- Honda says it will sell only battery-electric and fuel-cell vehicles by 2040.
- The company will gradually increase the percentage of electric vehicles it sells over the coming decades.
- Honda and Acura EV crossovers will arrive in the U.S. for the 2024 model year.
Honda is the latest automaker to make an ambitious commitment to electric vehicles. Toshihiro Mibe, the company's new CEO, announced that Honda will exclusively sell battery-electric and hydrogen fuel-cell vehicles by 2040. The company also set a timeline for its phasing out of gasoline engines, which will gradually disappear from the lineup over the next two decades.

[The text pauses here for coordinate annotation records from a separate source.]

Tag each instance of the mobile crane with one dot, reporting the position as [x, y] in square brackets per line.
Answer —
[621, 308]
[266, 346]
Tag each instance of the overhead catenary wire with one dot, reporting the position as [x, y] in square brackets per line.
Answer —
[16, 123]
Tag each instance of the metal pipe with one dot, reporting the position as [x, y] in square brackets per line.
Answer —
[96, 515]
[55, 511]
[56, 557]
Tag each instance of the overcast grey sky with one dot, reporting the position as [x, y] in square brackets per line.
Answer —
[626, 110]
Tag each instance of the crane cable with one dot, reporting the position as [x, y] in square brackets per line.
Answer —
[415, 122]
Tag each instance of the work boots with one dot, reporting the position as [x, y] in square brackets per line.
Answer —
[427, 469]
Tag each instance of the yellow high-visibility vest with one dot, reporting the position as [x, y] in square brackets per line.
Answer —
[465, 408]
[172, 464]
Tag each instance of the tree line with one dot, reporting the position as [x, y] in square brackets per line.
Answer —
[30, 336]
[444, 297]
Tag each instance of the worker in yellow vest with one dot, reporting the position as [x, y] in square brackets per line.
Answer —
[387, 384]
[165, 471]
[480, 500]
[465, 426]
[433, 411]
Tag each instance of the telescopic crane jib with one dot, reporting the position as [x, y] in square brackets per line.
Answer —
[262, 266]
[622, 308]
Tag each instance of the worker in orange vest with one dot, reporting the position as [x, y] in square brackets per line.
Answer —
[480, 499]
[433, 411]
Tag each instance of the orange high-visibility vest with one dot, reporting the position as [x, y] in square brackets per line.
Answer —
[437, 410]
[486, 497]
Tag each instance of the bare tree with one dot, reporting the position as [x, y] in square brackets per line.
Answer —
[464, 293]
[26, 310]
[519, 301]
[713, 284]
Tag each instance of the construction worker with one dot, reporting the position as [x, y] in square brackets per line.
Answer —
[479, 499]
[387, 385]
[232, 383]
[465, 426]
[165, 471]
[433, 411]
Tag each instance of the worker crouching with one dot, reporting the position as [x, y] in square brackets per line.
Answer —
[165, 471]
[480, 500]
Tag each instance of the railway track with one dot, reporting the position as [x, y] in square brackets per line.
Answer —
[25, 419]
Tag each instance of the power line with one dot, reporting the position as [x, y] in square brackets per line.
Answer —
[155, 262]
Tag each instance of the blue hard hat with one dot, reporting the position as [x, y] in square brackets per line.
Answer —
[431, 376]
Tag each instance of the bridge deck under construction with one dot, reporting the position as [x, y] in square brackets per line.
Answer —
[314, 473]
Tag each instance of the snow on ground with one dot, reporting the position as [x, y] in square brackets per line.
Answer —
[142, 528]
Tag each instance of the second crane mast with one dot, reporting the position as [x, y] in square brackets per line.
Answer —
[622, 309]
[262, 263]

For North America specifically, the goal is to for EVs and fuel-cell vehicles to make up 40 percent of Honda's new-vehicle sales by 2030, 80 percent by 2035, and 100 percent by 2040. The first two of Honda's new EV models will arrive for the 2024 model year using GM's Ultium battery platform. Both will be crossovers, with one wearing a Honda badge and the other falling under the Acura luxury division. We might expect the Honda version to look somewhat like the Honda e SUV prototype recently shown for the Chinese market (pictured above).
After the Ultium-powered EVs arrive, Honda will introduce its own electric-vehicle platform called e:Architecture. The company says these models will arrive in the "second half of the 2020s" and that they'll go on sale in North America before they reach other global markets.
Honda is less specific about its U.S. plans for hydrogen-powered fuel-cell vehicles. It currently sells the Clarity in California but has not announced any additional fuel-cell models for the near future.